Совершенно неожиданно он протянул руку и погладил ее по щеке. Для доктора Вольдена это был обычный поступок, но для Марит это было настоящей революцией, шагом в мир человеческого общения. Она не могла припомнить, чтобы ее кто-то когда-то ласкал. Припоминала только понукания и бранные слова.
Пока она собиралась с мыслями, все уже были в другом зале.
Марит лежала, ощущая в сердце благоговейный трепет. Она знала, что плакать ей нельзя, шов может разойтись. Но как было бы чудесно обронить сейчас слезинку радости! Она вся была переполнена теплом, добротой, ликованием — и ожиданием!
Кристоффер пригласил Лизу-Мерету провести с ним вечер. Теплая улыбка, которой она одарила его при встрече, проникла в самое его сердце. Какой привлекательной она была — во всех отношениях! Как приятно было смотреть на нее!
Входя с ней в ресторан, он сказал:
— Твоему брату стало уже лучше.
— Я слышала, он испытывает сильные боли.
— Да, это так, — сухо ответил Кристоффер. — Иначе и быть не может, ведь у него повреждено столько нервов!
Она взяла его под руку. Лиза-Мерета всегда чувствовала себя счастливой, входя в многолюдный зал вместе с Кристоффером Вольденом. Никто не был таким изящным и привлекательным, как он, таким толковым в своей работе и таким богатым.
— Ты собрал ноги Бернта по кусочкам, — сказала она. — Я так горжусь тобой!
Ее манера льнуть к нему неизменно наполняла его ощущением счастья. Он улыбнулся ей в ответ.
Когда они усаживались за столик, она с воодушевлением произнесла:
— Мне хотелось бы разделить с тобой работу в больнице. Меня всегда восхищала Флоренс Найтингейль. Не найдется ли для меня какой-нибудь работы?
Он засмеялся. Они сели за стол, и он, продолжая держать ее за руку, сказал:
— Не думаю, дорогая. Это очень скоро надоело бы тебе.
— Тогда ты не знаешь меня. Я хочу быть рядом с тобой, понимаешь ли ты это? Разве я не могла бы менять влажные компрессы несчастным больным?
— В этом у нас нет необходимости. Тебе, скорее всего, пришлось бы выносить горшки или драить пол. Или же учиться много лет.
Она состроила гримасу.
— Нет уж, увольте!
Просмотрев меню, они заказали ужин. В ожидании официанта Кристоффер глубоко вздохнул и начал:
— Лиза-Мерета, я хочу, чтобы ты знала, что всегда можешь на меня положиться. Она тут же насторожилась.

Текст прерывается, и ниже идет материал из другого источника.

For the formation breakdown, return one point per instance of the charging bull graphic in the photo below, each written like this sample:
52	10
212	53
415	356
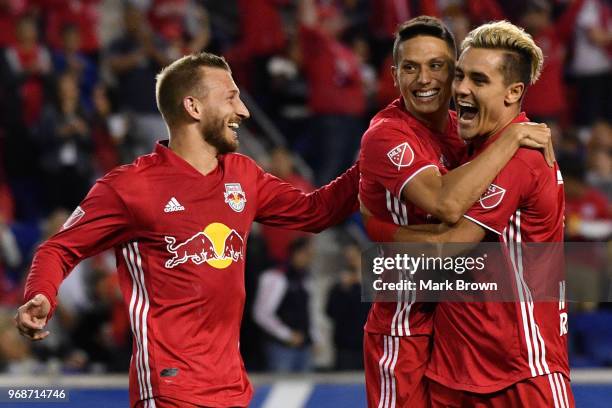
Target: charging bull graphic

— Надеюсь, ты не думаешь, что именно из-за этого я хочу работать в больнице? Неужели ты считаешь, что я сомневаюсь в твоей верности?
Эта мысль раньше не приходила ему в голову, но теперь пришла.
— Нет, конечно, нет, — торопливо ответил он. — Но иногда ты кажешься мне такой ранимой, словно беззащитная, неуверенная в себе девочка. Мне хотелось бы взять тебя под свою защиту, Лиза-Мерета. Навсегда.
Это были совсем не те слова, которые он собирался сказать ей, сидя на берегу реки. Разговор их пошел совсем не так, как он хотел, с самого начала.
— Я уверена в тебе, — сказала она, улыбнувшись. У нее была такая милая, обворожительная улыбка. — Просто мне хочется быть рядом с тобой — всегда!
— Прекрасно! И когда тебя нет рядом со мной, ты должна помнить, что все мои мысли обращены к тебе. Всегда и всюду. Тебе это известно, не так ли?
— Да, Кристоффер, — с оттенком благоговения ответила она. — Спасибо за эти слова! И за те, что ты сказал до этого. Могу я считать это…
— Сватовством? Мне кажется, что можешь.
— О, Кристоффер, — прошептала она, сжимая его руку. — Ты знаешь, я так люблю тебя!
Он ничего не ответил, поскольку официант принес ужин. Теперь оба они ждали, чтобы он ушел.
Лиза-Мерета наклонилась к нему через стол.
— О чем ты задумался? У тебя такой счастливый вид! Взяв вилку и нож, он сказал:
— О, я думаю о том, как удачно сделал операцию этой бедной девушке из дикой местности.
Руки Лизы-Мереты, держащие нож и вилку, застыли в воздухе, но она тут же непринужденно заметила, поднеся ко рту кусочек мяса:
— Мне показалось, что ты только что говорил о том, что мысли твои постоянно обращены ко мне?
Он принял это за шутку с ее стороны и рассмеялся.
— Не принимай это близко к сердцу, — сказал он. — Это просто бахвальство с моей стороны.
Но у нее явно пропала охота разговаривать. Он заметил, как она недовольно поджала губы и продолжала есть, не поднимая глаз от тарелки.